Deep Roots, Wide Doors: An Education Foundation
Back in May, in one of our “just the facts” updates, we wrote a sentence we want to make good on out loud: “Education and Academy programs from both organizations will continue, and we intend to preserve and celebrate marquee programs like the Gene Kelly Awards and the Shakespeare Monologue and Scene Contest.”
This week, we want to show you what that actually looks like.
Fueling the future
The future of theater in Pittsburgh is about more than what’s on stage next season. It’s about growing audiences for the next hundred years, and education is the fuel that makes that possible. The education programs you know at the heart of these organizations didn’t pause for the merger. They’re the engine underneath everything we’re building — and together, they’re just getting started. The Gene Kelly Awards celebrated another outstanding class of young performers this spring — the same program that once sent a CAPA kid named Jacob Ming-Trent on a path that’s now bringing him back to The O’Reilly stage this fall. The Shakespeare Monologue and Scene Contest will ensure a bright future of budding bards as it has for over 30 years. Summer Sessions at The O’Reilly and Summer Camps at the Academy, along with the Holiday Student Program already on the Prologue calendar, are all moving forward as planned. These programs aren’t an afterthought in this process, they are undeniable proof of why it’s worth doing.

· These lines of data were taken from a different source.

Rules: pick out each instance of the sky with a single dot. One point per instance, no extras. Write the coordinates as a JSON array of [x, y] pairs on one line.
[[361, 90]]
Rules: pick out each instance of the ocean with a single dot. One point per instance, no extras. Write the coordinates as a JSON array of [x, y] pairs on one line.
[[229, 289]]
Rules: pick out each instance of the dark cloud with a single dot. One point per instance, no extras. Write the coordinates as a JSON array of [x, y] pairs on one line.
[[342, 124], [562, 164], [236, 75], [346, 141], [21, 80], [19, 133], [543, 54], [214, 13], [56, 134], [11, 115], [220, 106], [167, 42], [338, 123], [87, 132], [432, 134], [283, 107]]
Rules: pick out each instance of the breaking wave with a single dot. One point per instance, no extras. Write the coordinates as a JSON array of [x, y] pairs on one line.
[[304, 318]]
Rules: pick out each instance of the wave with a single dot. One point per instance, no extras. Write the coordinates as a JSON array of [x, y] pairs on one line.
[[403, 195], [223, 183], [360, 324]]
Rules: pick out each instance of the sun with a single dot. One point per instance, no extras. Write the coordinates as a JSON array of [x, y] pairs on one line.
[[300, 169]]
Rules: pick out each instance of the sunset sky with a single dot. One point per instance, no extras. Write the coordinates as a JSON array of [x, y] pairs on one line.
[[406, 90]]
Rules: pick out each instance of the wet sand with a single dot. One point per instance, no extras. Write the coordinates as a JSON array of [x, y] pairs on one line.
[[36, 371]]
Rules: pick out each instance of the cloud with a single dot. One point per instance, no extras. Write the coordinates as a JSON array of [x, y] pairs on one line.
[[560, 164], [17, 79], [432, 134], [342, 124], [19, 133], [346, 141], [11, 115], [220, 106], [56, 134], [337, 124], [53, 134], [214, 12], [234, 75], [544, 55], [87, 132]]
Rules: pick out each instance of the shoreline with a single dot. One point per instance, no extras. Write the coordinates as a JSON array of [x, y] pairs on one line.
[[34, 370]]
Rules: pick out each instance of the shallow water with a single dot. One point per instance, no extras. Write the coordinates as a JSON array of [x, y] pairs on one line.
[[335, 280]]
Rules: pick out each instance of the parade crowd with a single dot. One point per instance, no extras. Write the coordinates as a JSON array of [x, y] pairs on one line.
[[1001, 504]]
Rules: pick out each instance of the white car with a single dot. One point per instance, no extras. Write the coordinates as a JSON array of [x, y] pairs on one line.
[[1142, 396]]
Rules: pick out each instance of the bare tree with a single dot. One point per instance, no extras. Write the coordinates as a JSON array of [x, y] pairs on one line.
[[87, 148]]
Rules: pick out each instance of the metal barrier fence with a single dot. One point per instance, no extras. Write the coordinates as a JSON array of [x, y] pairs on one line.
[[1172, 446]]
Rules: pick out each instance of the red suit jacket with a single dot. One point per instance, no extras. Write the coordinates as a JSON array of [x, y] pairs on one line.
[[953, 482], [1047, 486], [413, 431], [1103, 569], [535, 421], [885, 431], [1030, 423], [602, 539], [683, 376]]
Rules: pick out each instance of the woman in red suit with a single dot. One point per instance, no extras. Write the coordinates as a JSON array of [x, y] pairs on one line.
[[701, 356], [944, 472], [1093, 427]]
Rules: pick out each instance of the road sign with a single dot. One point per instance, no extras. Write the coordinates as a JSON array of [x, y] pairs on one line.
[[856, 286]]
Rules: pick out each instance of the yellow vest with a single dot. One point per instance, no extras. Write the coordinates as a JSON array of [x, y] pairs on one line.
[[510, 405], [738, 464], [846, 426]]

Two strong legacies, one foundation
Pittsburgh CLO’s education programs have a strong and storied history — generations of Pittsburgh kids who came through the Academy, the Kelly Awards, and grew up to fill stages here, on Broadway, and beyond. Pittsburgh Public Theater’s education work has long championed inclusivity, building programs designed to make sure theater felt open and accessible to every kid who walked through the door, regardless of background or experience. Put those together, and you get something neither organization could build alone: deep roots and wide doors. That’s the kind of math we’re most excited about in this process. But as we build the merged education program, our ambition goes beyond counting more students through the door. We’re approaching education holistically — not just strong programming for youth, but real pathways for the next generation of theater makers and arts professionals. Education isn’t a side revenue stream for this organization; it’s a companion to everything we do on stage, woven into the business model itself.
Behind the Curtain: What We’re Doing Now
A few things moving on the education side this week:
Education strategy planning for 2026/2027 is happening on the same timeline, and with the same urgency, as our mainstage programming decisions — not after them, not separately.

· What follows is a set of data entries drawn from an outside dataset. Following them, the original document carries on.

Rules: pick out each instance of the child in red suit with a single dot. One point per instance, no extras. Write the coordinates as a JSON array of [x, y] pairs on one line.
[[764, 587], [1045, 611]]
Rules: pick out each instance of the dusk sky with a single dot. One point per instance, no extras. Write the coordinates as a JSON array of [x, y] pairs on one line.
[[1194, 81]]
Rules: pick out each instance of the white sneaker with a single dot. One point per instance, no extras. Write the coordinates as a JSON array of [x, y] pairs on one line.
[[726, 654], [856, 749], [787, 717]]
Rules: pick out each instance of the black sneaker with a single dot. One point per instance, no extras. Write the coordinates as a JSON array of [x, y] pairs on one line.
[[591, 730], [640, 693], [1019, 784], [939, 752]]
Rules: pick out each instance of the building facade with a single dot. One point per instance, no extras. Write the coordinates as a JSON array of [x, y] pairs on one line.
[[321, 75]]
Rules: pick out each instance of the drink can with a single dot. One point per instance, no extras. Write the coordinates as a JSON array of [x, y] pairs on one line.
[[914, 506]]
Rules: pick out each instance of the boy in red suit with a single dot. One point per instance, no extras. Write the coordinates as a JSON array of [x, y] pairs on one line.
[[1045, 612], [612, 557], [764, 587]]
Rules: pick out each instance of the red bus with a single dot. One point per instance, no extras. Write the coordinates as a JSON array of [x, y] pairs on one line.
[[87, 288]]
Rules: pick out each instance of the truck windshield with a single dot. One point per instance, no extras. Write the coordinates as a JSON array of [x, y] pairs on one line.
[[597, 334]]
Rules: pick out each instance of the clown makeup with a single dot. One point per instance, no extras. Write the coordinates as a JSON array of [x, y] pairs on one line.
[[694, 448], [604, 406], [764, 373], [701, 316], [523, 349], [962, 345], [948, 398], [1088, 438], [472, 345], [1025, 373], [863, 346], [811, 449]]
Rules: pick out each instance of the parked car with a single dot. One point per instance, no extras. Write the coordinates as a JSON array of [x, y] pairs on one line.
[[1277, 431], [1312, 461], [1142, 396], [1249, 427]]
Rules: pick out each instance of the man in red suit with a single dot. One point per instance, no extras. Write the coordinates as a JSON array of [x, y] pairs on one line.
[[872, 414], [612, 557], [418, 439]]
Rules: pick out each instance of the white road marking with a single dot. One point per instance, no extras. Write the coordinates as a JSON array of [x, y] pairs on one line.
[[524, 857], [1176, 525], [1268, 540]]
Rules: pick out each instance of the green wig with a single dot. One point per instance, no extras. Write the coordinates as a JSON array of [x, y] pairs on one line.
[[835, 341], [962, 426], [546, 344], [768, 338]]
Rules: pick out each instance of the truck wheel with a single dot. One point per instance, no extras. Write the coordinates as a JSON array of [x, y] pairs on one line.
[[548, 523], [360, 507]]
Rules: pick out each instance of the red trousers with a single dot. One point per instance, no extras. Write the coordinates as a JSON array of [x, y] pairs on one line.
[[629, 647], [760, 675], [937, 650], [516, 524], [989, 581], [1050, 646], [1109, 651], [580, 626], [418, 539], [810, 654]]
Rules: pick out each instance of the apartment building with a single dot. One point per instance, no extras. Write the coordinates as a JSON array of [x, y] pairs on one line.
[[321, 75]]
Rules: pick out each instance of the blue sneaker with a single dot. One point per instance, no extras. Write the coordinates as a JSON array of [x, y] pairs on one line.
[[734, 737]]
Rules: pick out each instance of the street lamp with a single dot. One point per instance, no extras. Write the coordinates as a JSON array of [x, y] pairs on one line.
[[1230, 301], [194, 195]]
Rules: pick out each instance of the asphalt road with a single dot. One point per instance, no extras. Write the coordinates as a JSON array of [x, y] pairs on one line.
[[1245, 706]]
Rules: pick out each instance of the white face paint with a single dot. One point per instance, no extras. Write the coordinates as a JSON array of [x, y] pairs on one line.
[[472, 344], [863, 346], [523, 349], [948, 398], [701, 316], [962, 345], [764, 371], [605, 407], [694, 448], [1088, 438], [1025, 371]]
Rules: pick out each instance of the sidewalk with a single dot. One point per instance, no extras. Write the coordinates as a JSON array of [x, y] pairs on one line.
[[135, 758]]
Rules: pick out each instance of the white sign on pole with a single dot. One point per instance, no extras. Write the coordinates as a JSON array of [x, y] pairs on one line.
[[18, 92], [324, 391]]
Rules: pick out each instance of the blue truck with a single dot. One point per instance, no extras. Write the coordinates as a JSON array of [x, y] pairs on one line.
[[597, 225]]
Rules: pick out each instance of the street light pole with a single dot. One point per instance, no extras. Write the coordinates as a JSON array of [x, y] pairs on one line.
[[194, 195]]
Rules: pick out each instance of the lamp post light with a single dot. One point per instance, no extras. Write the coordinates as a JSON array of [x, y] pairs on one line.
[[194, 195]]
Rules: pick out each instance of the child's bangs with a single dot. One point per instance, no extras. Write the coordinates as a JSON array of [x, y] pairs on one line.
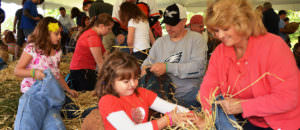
[[128, 72]]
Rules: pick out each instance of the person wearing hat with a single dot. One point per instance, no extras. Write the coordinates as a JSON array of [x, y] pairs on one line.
[[196, 24], [181, 55], [86, 6]]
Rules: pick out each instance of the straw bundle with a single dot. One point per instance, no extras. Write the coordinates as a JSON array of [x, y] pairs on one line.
[[291, 27], [84, 101]]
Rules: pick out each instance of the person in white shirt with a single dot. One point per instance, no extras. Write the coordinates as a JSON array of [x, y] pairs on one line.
[[120, 30], [139, 33], [65, 20]]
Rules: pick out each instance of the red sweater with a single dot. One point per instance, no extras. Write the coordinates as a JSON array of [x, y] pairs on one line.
[[268, 103]]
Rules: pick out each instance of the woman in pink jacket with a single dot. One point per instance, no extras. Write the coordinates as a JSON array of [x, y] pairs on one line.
[[254, 70]]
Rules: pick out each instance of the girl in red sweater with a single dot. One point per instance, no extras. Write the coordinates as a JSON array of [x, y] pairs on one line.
[[123, 105]]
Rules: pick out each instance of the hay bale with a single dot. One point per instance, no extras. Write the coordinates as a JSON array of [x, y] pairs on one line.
[[291, 27], [93, 121]]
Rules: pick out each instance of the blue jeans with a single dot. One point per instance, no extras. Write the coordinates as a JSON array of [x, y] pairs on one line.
[[222, 122], [39, 107], [26, 32]]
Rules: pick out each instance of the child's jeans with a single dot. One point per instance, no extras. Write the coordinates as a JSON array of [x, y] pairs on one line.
[[39, 108]]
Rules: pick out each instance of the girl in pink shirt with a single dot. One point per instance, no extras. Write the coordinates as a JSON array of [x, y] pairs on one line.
[[42, 52], [254, 70]]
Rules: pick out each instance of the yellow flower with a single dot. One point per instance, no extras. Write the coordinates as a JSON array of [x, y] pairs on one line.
[[53, 27]]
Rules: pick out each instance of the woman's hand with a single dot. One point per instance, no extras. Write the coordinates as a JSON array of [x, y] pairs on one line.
[[199, 122], [158, 69], [39, 75], [231, 105], [120, 38], [181, 117], [73, 93]]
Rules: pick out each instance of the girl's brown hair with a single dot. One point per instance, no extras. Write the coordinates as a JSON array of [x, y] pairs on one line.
[[118, 65], [9, 37], [102, 18], [236, 13], [129, 10], [41, 36]]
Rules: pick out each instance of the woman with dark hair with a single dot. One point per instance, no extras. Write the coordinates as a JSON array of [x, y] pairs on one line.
[[76, 13], [139, 33], [89, 53]]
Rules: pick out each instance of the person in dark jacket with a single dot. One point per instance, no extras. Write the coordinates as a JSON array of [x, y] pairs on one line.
[[270, 19]]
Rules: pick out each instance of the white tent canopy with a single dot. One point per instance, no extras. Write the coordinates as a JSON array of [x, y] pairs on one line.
[[191, 5]]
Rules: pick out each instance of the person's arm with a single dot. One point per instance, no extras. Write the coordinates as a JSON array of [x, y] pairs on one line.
[[163, 106], [97, 54], [130, 38], [26, 13], [284, 84], [151, 58], [21, 70], [152, 39], [15, 23], [196, 65], [211, 80]]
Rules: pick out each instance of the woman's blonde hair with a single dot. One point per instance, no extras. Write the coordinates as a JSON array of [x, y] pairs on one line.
[[236, 13], [41, 36]]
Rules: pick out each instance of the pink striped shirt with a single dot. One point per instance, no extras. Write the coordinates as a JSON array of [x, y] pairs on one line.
[[273, 101]]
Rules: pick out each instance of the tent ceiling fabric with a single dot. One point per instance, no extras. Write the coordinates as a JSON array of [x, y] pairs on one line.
[[191, 5]]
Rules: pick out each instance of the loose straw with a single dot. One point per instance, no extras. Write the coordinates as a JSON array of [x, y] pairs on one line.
[[261, 77]]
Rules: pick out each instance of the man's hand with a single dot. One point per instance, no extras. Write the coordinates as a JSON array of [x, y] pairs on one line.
[[158, 69], [120, 38], [231, 105]]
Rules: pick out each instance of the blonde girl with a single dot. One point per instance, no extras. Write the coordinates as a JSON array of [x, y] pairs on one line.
[[42, 52]]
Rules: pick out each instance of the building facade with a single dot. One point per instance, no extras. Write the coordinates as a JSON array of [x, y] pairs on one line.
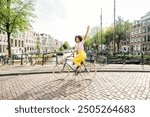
[[29, 41], [140, 35]]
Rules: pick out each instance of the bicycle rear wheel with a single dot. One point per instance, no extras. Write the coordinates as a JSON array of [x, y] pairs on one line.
[[88, 70], [61, 72]]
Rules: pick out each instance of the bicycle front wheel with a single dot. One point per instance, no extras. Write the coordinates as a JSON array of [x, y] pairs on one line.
[[88, 70], [61, 72]]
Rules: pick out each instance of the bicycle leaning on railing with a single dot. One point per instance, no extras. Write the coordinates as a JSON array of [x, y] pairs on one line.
[[6, 60], [62, 69], [29, 59]]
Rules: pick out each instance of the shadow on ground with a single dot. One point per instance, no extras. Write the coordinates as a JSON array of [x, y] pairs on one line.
[[55, 89]]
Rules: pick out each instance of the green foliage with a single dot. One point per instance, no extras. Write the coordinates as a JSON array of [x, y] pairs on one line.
[[122, 30]]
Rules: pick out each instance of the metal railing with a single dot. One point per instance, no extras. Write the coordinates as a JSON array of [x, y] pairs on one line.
[[33, 58]]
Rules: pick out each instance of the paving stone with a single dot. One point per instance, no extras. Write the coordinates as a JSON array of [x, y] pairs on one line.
[[105, 86]]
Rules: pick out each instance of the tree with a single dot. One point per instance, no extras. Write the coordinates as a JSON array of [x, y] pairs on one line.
[[66, 45], [15, 16], [122, 28]]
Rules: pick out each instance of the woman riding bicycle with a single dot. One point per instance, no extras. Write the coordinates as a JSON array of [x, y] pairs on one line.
[[79, 48]]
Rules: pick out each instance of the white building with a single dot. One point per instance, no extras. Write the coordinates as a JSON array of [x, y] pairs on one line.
[[29, 41]]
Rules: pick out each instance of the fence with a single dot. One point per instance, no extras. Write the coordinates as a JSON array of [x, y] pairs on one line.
[[38, 58]]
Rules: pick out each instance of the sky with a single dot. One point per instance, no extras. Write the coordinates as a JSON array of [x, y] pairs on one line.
[[63, 19]]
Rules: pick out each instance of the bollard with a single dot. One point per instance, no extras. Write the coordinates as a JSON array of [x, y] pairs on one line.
[[42, 59], [13, 59], [31, 62], [56, 58], [22, 58]]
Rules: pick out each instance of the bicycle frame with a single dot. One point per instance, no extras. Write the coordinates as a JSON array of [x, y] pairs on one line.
[[74, 70]]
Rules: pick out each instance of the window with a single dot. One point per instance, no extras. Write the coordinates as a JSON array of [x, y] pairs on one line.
[[3, 48], [144, 30], [148, 29], [11, 41], [15, 43], [144, 38]]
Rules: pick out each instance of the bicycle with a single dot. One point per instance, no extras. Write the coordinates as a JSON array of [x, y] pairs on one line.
[[62, 69], [29, 59]]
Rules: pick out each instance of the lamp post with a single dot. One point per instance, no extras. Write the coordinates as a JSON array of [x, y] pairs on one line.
[[114, 36], [101, 30]]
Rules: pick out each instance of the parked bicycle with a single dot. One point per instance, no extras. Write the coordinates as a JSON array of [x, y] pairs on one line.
[[63, 69]]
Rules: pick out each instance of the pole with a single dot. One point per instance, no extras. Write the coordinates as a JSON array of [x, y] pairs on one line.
[[101, 30], [114, 38]]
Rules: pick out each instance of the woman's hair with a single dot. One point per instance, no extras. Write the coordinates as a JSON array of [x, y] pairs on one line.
[[79, 37]]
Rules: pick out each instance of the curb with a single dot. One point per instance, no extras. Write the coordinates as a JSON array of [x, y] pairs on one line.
[[43, 72]]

We’re examining how the Gene Kelly Awards and the Shakespeare Monologue and Scene Contest can lift each other up going forward — two competitions with real overlap in spirit, even if they’ve lived in separate organizations until now.

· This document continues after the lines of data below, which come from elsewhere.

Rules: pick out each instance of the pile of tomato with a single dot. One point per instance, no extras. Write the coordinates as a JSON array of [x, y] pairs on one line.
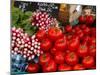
[[73, 48]]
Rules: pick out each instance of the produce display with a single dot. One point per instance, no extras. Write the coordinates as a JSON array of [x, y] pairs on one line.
[[40, 43]]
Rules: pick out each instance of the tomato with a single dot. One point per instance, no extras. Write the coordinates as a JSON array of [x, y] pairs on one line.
[[92, 41], [41, 34], [77, 28], [64, 67], [69, 36], [83, 26], [80, 33], [86, 31], [78, 67], [71, 58], [82, 50], [89, 20], [44, 58], [46, 45], [92, 50], [50, 66], [93, 32], [82, 19], [32, 68], [61, 44], [93, 67], [53, 50], [73, 44], [59, 57], [88, 61], [54, 33], [68, 28]]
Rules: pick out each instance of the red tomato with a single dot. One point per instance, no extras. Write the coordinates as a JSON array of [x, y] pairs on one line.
[[83, 26], [61, 44], [92, 41], [41, 34], [89, 20], [46, 45], [78, 67], [86, 39], [73, 44], [50, 66], [59, 57], [77, 28], [69, 36], [44, 58], [86, 31], [80, 33], [68, 28], [93, 32], [93, 67], [32, 68], [92, 50], [54, 33], [53, 50], [64, 67], [82, 50], [88, 61], [71, 58], [82, 19]]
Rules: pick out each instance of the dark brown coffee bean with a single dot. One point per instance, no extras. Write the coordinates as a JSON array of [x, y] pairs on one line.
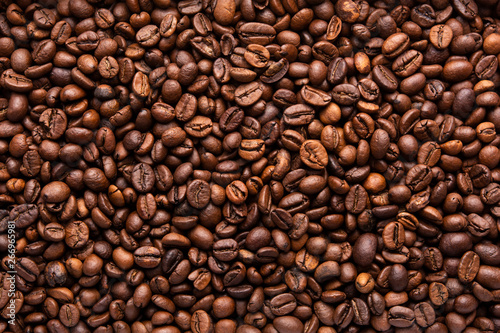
[[257, 33], [313, 154]]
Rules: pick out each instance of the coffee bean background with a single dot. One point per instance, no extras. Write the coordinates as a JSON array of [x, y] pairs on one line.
[[241, 166]]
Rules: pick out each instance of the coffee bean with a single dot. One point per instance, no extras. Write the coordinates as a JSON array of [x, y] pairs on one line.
[[313, 154]]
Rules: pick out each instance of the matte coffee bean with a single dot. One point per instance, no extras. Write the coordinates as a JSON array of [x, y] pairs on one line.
[[307, 166]]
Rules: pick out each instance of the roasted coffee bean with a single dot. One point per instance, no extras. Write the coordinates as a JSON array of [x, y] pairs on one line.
[[304, 166]]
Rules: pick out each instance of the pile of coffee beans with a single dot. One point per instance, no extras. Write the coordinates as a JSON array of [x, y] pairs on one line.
[[275, 166]]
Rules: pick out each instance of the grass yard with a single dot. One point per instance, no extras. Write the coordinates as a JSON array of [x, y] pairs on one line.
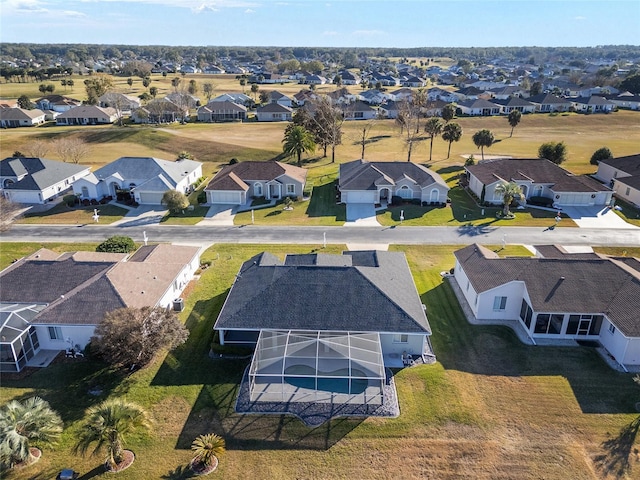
[[61, 214], [490, 408]]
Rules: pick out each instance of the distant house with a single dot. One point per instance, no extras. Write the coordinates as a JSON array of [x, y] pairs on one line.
[[123, 103], [555, 296], [237, 184], [146, 178], [510, 104], [377, 182], [87, 115], [359, 111], [623, 175], [57, 103], [280, 98], [222, 112], [37, 180], [547, 103], [325, 326], [274, 112], [536, 178], [593, 104], [160, 111], [19, 117], [479, 107], [52, 302]]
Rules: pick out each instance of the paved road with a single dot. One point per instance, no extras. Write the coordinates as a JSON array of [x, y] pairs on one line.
[[205, 235]]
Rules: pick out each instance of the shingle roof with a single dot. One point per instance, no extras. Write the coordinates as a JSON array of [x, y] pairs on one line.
[[363, 175], [538, 170], [148, 168], [309, 296], [233, 177], [562, 284], [41, 173]]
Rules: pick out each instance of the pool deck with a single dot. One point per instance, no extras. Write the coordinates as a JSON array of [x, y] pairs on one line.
[[314, 414]]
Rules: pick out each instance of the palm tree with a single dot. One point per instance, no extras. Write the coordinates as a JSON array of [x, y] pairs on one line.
[[451, 132], [509, 192], [22, 423], [483, 138], [206, 448], [433, 127], [107, 424], [297, 140], [514, 119]]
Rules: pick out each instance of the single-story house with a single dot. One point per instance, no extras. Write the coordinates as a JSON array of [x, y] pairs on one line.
[[377, 182], [592, 104], [274, 112], [146, 178], [537, 178], [57, 103], [19, 117], [50, 302], [510, 104], [236, 184], [546, 103], [324, 326], [37, 180], [359, 110], [623, 175], [120, 102], [87, 115], [479, 107], [222, 112], [559, 296]]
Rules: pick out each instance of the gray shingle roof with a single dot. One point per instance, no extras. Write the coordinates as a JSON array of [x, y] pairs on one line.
[[307, 296], [41, 173], [363, 175], [581, 285], [538, 170]]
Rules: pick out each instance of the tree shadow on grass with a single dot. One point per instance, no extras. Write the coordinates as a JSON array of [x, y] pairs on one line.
[[496, 350], [616, 459]]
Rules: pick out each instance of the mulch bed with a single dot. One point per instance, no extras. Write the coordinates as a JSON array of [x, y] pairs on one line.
[[129, 457]]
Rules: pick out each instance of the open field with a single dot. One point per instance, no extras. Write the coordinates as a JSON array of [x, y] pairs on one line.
[[490, 408]]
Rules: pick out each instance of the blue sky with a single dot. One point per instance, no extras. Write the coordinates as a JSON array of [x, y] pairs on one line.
[[333, 23]]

We’re designing a fully unified education presence with a view of what it will look like across our venues, our schools, and our communities, built with the same ambition shaping everything else ahead of us for this year and beyond.
Before you go
If you’ve ever sat through the cheers of a Kelly Awards ceremony, dropped a kid off at a camp that became the best part of their summer, or watched a teenager find their footing in a Shakespeare sonnet they didn’t think they could pull off — you understand the power of theater. These programs don’t just serve audiences of the future. They fuel the creative economy that makes Pittsburgh thrive. Building a robust, Pittsburgh-proud education program is what we’re determined to get right, for every kid in this process.